MITIGATE Trial (Inebilizumab): The first phase 3 randomized controlled trial for IgG4-RD, published by Stone et al. in the New England Journal of Medicine in 2023, showed that inebilizumab (anti-CD19 monoclonal antibody) reduced IgG4-RD flares by approximately 87% compared with placebo over 52 weeks. This trial established the first FDA-approved-pathway treatment for IgG4-RD and validated B-cell lineage targeting as a disease-modifying strategy.

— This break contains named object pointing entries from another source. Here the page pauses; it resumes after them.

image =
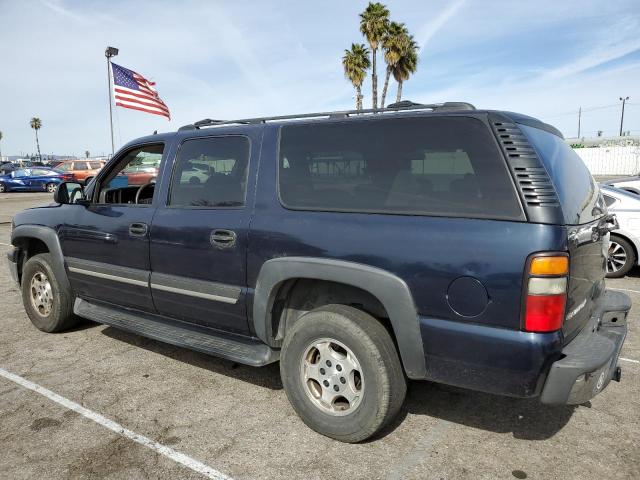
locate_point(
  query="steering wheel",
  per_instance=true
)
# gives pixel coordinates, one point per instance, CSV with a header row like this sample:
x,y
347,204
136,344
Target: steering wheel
x,y
142,189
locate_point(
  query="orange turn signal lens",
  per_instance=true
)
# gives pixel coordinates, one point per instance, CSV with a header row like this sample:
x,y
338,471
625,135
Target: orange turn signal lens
x,y
549,266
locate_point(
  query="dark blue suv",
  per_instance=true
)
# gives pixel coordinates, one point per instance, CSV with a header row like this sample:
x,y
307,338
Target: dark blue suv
x,y
359,249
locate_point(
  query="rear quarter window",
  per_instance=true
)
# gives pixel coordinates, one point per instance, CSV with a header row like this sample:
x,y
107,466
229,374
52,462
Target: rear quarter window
x,y
578,192
443,166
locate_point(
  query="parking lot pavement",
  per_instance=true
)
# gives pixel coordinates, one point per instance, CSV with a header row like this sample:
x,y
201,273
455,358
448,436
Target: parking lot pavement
x,y
237,420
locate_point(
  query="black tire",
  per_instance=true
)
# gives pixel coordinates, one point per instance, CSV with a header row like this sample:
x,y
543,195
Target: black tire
x,y
620,250
383,381
60,317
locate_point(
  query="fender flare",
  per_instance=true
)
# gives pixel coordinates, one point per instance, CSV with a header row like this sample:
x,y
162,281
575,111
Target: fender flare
x,y
389,289
50,238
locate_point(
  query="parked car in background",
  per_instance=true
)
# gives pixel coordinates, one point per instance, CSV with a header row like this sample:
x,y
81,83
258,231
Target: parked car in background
x,y
629,184
81,170
625,242
7,167
39,179
143,171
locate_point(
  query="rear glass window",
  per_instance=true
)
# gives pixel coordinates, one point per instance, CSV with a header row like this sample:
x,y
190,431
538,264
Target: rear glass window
x,y
429,166
577,191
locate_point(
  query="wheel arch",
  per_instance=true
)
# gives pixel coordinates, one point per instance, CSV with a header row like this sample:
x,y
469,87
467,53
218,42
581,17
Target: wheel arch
x,y
391,291
31,238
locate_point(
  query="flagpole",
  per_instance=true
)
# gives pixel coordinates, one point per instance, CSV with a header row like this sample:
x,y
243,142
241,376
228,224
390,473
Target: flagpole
x,y
110,52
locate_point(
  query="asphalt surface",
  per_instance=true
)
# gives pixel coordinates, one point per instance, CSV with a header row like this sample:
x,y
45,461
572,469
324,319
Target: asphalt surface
x,y
237,420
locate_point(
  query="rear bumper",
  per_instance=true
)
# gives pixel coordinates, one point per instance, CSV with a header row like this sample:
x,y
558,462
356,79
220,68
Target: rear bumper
x,y
590,361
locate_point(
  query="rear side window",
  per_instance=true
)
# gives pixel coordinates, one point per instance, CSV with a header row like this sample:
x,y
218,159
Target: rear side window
x,y
577,191
211,172
447,166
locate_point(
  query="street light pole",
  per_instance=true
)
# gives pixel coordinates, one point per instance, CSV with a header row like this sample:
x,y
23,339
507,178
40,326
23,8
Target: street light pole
x,y
579,118
624,100
110,52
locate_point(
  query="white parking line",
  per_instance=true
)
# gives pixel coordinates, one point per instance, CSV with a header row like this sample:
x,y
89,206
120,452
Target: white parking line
x,y
629,360
168,452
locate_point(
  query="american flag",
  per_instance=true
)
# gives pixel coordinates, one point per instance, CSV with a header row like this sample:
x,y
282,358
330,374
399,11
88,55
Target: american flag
x,y
132,90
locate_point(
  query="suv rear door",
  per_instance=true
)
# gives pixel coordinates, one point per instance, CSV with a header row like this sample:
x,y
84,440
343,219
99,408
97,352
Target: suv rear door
x,y
584,212
199,233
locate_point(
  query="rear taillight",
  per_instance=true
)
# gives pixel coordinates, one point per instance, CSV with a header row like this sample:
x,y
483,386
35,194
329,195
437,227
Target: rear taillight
x,y
546,293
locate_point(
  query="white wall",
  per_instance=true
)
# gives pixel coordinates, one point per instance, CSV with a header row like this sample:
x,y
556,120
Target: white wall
x,y
611,160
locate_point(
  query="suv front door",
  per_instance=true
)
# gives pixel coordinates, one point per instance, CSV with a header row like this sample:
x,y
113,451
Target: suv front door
x,y
199,234
106,244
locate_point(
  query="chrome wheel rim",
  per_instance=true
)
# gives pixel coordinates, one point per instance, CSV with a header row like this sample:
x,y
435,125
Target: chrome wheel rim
x,y
617,257
332,377
41,294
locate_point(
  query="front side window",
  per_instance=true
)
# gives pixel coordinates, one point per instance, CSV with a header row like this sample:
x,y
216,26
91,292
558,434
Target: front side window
x,y
420,165
132,180
211,172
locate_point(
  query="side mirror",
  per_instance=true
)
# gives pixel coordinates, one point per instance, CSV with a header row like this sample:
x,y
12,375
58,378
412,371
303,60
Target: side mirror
x,y
69,193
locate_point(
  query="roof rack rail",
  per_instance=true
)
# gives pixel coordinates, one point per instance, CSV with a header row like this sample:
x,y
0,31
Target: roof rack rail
x,y
394,107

Multi-organ phenotyping: Large international registries (North American IgG4-RD Registry, European Reference Network) have clarified that patients cluster into distinct phenotypes: a predominantly pancreato-biliary group, a head and neck dominant group, a retroperitoneal/aortic group, and a diffuse multiorgan group — each with different demographics, serology, and treatment response. This phenotyping is informing precision medicine approaches.
Biomarkers: Serum plasmablast counts (CD19+CD38+CD27+IgD−) are more sensitive and specific than serum IgG4 for tracking active disease and predicting flare. Elevated periostin, a matrix protein secreted by fibroblasts, correlates with fibrotic burden. MicroRNA panels and proteomics studies are identifying additional candidate biomarkers for early detection and treatment monitoring.
Genetic associations: HLA-DRB1*04:05 is associated with type 1 AIP in Japanese populations; other HLA alleles have been implicated in European cohorts. Non-HLA susceptibility loci are being identified through genome-wide association studies (GWAS).
Gut microbiome: Preliminary studies suggest dysbiosis in IgG4-RD patients, with alterations in microbiome composition correlating with disease activity and serum IgG4 levels — raising questions about whether gut antigens drive the systemic IgG4 response in susceptible individuals.